Skilled Healthcare Group, Inc. (NYSE: SKH) announced its 2010 financial results that showed revenues up in Q4 2010 to $220.7 million which is a 17% increase over same period in 2009. For the full year, SKH had For adjusted net income totaled $38.6 million, compared to the adjusted net income of $37.4 million for the same period a year ago. Revenue for the company’s Signature Hospice and Home Health Care was $18.7 million in the fourth quarter of 2010, compared to $3.4 million in the fourth quarter of 2009. The May 2010 acquisition of nine hospice and home care companies was primarily responsible for the year-over-year increase in revenue.

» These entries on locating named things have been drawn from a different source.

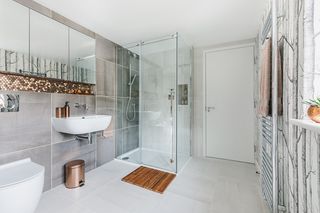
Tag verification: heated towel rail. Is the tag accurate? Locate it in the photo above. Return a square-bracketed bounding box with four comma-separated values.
[261, 117, 273, 209]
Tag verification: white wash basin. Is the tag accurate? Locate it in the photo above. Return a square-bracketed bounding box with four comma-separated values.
[52, 115, 112, 135]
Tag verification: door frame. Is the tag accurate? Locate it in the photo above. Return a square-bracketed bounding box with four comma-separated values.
[202, 42, 256, 158]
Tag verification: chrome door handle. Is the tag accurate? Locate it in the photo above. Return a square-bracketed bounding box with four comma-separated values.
[207, 107, 216, 112]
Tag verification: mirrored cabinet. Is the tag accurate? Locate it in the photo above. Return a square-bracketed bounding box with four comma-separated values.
[0, 0, 29, 72]
[0, 0, 96, 84]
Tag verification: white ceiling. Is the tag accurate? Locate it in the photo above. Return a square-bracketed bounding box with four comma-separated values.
[36, 0, 265, 46]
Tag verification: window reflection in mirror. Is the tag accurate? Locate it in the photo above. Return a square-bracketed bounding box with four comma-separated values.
[69, 28, 96, 84]
[0, 0, 96, 84]
[30, 10, 68, 80]
[0, 0, 29, 73]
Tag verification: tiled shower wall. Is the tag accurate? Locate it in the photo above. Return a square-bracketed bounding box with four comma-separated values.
[115, 47, 140, 156]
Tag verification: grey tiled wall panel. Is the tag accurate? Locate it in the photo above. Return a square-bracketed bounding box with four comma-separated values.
[0, 93, 51, 154]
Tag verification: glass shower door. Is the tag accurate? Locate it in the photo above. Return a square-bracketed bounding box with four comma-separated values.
[139, 37, 177, 172]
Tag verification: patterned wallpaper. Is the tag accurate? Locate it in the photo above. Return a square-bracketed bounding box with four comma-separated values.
[256, 0, 320, 213]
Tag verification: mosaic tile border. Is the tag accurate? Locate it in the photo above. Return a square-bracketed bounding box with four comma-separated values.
[0, 71, 94, 95]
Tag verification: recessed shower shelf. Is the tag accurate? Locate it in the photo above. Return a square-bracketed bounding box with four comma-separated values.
[290, 119, 320, 134]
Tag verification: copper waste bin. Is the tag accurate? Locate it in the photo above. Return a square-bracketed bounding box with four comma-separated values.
[65, 160, 85, 189]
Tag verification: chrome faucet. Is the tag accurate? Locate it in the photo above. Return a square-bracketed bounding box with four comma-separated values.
[74, 103, 88, 113]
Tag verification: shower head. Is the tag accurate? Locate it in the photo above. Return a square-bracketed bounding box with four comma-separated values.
[128, 74, 137, 86]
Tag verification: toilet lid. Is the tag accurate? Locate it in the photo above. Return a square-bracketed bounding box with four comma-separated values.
[0, 158, 44, 188]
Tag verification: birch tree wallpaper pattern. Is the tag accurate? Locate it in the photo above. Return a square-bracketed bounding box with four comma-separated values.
[255, 0, 320, 213]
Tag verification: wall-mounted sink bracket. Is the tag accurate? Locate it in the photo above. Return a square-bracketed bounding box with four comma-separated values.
[75, 133, 94, 144]
[0, 93, 20, 112]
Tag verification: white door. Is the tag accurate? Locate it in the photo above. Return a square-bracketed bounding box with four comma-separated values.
[204, 46, 254, 163]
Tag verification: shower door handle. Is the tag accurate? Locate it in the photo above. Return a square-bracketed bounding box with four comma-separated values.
[207, 106, 216, 112]
[168, 89, 174, 117]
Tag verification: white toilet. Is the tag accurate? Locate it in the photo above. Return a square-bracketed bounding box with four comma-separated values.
[0, 158, 44, 213]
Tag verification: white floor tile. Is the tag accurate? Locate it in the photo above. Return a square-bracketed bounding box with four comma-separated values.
[36, 159, 269, 213]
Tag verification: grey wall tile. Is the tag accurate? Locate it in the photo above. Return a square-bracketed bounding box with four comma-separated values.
[115, 126, 139, 156]
[105, 61, 116, 97]
[97, 134, 115, 166]
[96, 59, 106, 95]
[96, 35, 118, 63]
[96, 59, 116, 97]
[96, 96, 116, 131]
[0, 145, 51, 191]
[52, 140, 96, 187]
[0, 93, 51, 154]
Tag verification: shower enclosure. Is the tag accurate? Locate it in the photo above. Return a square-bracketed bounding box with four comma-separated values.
[116, 33, 193, 172]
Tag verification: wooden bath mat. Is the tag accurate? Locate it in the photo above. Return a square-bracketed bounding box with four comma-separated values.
[122, 166, 176, 194]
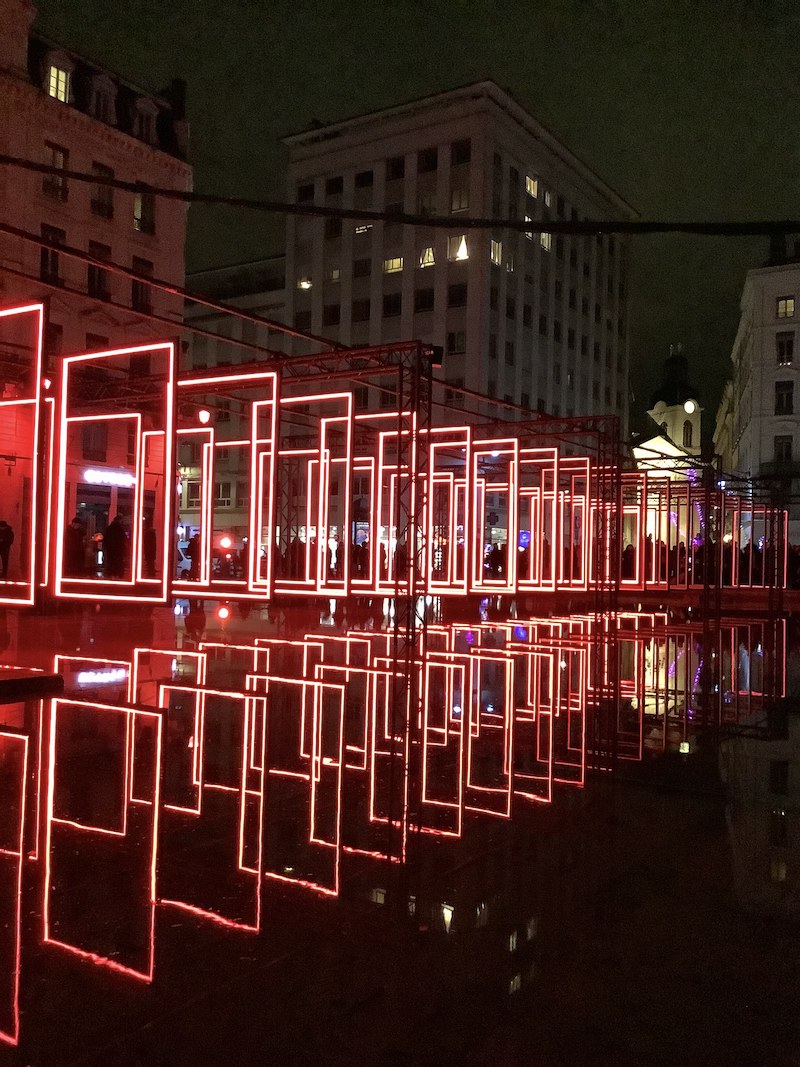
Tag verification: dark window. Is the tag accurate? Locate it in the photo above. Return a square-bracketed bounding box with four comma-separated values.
[322, 304, 341, 327]
[775, 331, 795, 367]
[130, 256, 153, 313]
[414, 289, 433, 312]
[774, 433, 793, 466]
[91, 163, 114, 219]
[42, 141, 69, 201]
[45, 322, 64, 355]
[447, 282, 467, 307]
[769, 760, 789, 797]
[769, 809, 788, 848]
[450, 138, 471, 166]
[352, 299, 369, 322]
[447, 330, 466, 355]
[775, 382, 795, 415]
[133, 189, 156, 234]
[417, 147, 438, 174]
[39, 226, 66, 285]
[86, 241, 111, 300]
[81, 423, 109, 463]
[325, 219, 341, 239]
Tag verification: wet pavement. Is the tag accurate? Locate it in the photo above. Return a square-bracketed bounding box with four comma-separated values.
[0, 602, 800, 1065]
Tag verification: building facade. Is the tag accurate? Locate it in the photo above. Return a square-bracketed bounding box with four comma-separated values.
[285, 81, 634, 432]
[0, 0, 192, 566]
[715, 248, 800, 544]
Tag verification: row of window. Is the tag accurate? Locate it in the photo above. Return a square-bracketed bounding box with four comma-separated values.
[298, 138, 471, 203]
[39, 225, 153, 313]
[42, 141, 156, 234]
[45, 63, 157, 144]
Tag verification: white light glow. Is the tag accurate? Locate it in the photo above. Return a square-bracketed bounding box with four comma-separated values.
[83, 467, 137, 489]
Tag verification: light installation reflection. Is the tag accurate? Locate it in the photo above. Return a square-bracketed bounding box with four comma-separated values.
[0, 612, 785, 1044]
[0, 304, 787, 605]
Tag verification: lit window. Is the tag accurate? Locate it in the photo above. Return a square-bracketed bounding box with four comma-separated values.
[47, 65, 69, 103]
[419, 244, 436, 267]
[769, 856, 786, 882]
[133, 190, 156, 234]
[447, 234, 469, 259]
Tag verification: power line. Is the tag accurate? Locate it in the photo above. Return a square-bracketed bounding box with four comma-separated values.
[0, 155, 800, 237]
[0, 223, 348, 357]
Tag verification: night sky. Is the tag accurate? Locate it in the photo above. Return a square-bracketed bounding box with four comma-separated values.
[36, 0, 800, 422]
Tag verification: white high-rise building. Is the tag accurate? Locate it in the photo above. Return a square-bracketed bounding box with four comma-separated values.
[714, 250, 800, 544]
[285, 81, 634, 433]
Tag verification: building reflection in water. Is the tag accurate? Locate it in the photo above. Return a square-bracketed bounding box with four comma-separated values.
[0, 614, 800, 1044]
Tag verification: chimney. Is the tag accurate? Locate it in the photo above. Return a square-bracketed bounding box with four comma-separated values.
[0, 0, 36, 80]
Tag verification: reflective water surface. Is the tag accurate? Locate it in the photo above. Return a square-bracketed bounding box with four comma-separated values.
[0, 602, 800, 1064]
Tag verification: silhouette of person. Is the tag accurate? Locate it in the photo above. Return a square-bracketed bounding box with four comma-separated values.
[0, 519, 14, 580]
[142, 515, 158, 578]
[64, 515, 86, 578]
[102, 515, 127, 578]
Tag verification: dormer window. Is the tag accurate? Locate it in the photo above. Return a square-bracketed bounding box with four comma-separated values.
[91, 75, 116, 126]
[47, 63, 71, 103]
[133, 98, 158, 144]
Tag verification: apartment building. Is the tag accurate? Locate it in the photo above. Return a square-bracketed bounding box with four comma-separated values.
[714, 242, 800, 544]
[0, 0, 192, 562]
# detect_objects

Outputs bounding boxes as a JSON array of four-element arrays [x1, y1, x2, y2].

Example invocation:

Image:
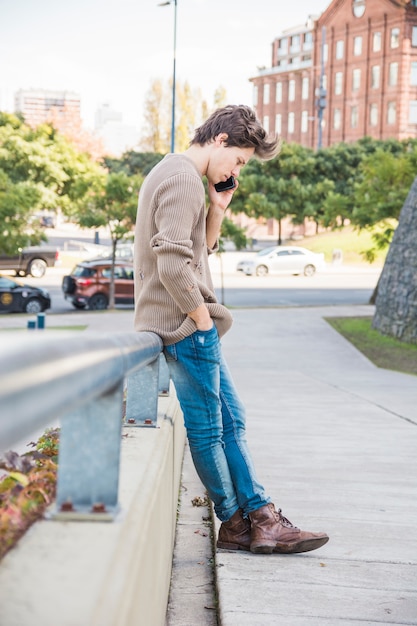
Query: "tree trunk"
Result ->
[[372, 177, 417, 343]]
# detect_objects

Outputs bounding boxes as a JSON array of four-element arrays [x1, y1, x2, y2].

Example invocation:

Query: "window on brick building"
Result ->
[[410, 61, 417, 87], [333, 109, 342, 130], [372, 32, 382, 52], [353, 37, 362, 57], [290, 35, 300, 52], [288, 79, 295, 102], [334, 72, 343, 96], [371, 65, 381, 89], [336, 39, 345, 59], [391, 28, 400, 48], [278, 37, 288, 54], [352, 68, 361, 91], [275, 83, 282, 104], [387, 102, 397, 125], [388, 61, 398, 87], [301, 76, 309, 100], [303, 33, 313, 50], [275, 113, 282, 135], [369, 103, 378, 126], [350, 105, 359, 128], [301, 111, 308, 133], [408, 100, 417, 124]]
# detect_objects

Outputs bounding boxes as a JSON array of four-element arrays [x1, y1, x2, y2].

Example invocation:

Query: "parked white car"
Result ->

“We are very pleased with our fourth quarter and 2010 operating results which I believe reflect the outstanding effort by our clinical and support teams in managing through the extraordinary changes in the Medicare program during the period. I also continue to be impressed with the talent and passion of the individuals at our new hospice and home health agencies," noted Boyd Hendrickson, Chairman and Chief Executive Officer of Skilled Healthcare Group, Inc., "Consolidated revenue and adjusted earnings per share increased year-over-year in conjunction with the geographic expansion and revenue diversification from our hospice and home health care businesses, along with an increase in long-term care reimbursement rates."
Skilled Healthcare Group reiterated its earnings guidance for 2011 and expects full year consolidated revenue to be between $880 million and $900 million and net income per common share to be between $1.22 and $1.32.
"We benefitted from effective cash collection efforts in 2010. We were able to reduce our balance sheet leverage in the fourth quarter of 2010, compared to the third quarter of 2010. At year-end, our cash flow from operations was $88.8 million, excluding approximately $53.5 million in litigation settlement costs, as compared to cash flow from operations of $74.9 million in 2009. In addition, we continue to invest significantly in our facilities, 77 percent of which we own. In 2011, we look forward to opportunities to further deleverage our balance sheet and make strategic investments," continued Mr. Hendrickson.